Interesting Facts About Almond Meringue Cookies
- Almonds have been a favorite nut in European baking for centuries, and their use in meringue cookies reflects their longstanding popularity.
- The word "meringue" is believed to have originated from the Swiss town of Meiringen, where the dessert was first created.
- Almond meringue cookies are sometimes referred to as "cloud cookies" due to their light, airy texture.
- While the base recipe is simple, variations abound. Some bakers add a splash of vanilla or almond extract for added flavor, or top the cookies with chopped almonds for extra crunch.
- These cookies are naturally gluten-free, making them a great choice for those with dietary restrictions.
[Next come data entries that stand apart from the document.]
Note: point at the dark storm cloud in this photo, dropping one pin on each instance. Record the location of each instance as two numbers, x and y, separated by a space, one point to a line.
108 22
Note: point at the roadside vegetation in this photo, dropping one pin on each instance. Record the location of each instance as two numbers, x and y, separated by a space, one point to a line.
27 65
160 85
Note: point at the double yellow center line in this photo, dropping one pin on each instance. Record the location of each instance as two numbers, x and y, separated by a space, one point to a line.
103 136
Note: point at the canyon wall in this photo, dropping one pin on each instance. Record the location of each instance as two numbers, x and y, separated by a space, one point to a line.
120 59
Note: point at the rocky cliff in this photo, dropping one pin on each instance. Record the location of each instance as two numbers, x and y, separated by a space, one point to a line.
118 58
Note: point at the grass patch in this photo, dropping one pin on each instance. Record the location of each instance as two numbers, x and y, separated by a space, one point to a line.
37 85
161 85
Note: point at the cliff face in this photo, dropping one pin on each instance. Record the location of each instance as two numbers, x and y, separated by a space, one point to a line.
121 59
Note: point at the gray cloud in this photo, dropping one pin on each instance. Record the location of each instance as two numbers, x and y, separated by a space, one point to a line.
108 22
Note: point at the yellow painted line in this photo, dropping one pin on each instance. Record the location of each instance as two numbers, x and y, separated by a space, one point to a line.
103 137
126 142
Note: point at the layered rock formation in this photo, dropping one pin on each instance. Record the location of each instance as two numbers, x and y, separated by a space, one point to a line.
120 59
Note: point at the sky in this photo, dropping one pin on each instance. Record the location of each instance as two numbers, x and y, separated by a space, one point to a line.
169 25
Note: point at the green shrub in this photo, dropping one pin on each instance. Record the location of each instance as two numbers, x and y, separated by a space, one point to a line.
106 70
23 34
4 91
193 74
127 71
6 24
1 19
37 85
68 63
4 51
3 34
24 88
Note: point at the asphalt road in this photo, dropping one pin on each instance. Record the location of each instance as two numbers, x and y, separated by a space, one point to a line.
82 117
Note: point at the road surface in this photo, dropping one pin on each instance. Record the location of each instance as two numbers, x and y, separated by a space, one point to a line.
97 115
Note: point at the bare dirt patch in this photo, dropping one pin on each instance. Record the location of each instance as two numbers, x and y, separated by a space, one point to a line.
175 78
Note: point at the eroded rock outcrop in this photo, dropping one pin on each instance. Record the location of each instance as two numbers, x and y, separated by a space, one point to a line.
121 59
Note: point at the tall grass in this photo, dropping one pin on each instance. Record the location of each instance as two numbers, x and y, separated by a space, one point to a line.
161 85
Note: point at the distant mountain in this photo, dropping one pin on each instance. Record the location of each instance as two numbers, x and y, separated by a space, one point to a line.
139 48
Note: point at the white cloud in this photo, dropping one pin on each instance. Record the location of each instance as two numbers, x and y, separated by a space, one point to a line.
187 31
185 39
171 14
FAQ about Almond Meringue Cookies Recipe
Comments
Christine Carter
06/01/2023 06:17:39 PM
I have been making this recipe for years, even before discovering this precise version. These cookies are a huge hit with everyone, and I often get requests to make them during the Christmas season. I skip the meringue topping and instead follow my own method of chilling the batter overnight, adding confectioners sugar as needed to roll out the sticky meringue batter and cut out star shapes. This helps create a firmer dough as the sugar mixes in. The process can be quite messy and sticky, and you might feel like it's impossible to roll out and cut the shapes. In such cases, simply add more confectioners sugar and work it in until the dough is manageable. I bake the star-shaped cookies the same way each time, but you could opt to add meringue on top before baking—I prefer to leave them plain as they are already quite sweet. Despite being prone to cracking, these cookies are a crowd pleaser.
Thomas Nelson
12/19/2024 05:36:17 PM
These cookies are incredibly delicious! The aroma of the dough alone took me to cookie paradise before they were even baked! The only thing I can't understand is where the star shape in the picture fits in. Next time, I'll definitely double the recipe.
Jacob Flores
10/10/2022 06:55:48 AM
I used to be scared of making meringues and promised myself I would never try, but when I had leftover egg whites, I decided to give it a shot. I was pleasantly surprised by how simple it was and how delicious the end result turned out to be! I'm excited to make another batch soon - this gluten-free sweet treat has earned a spot on my favorites list.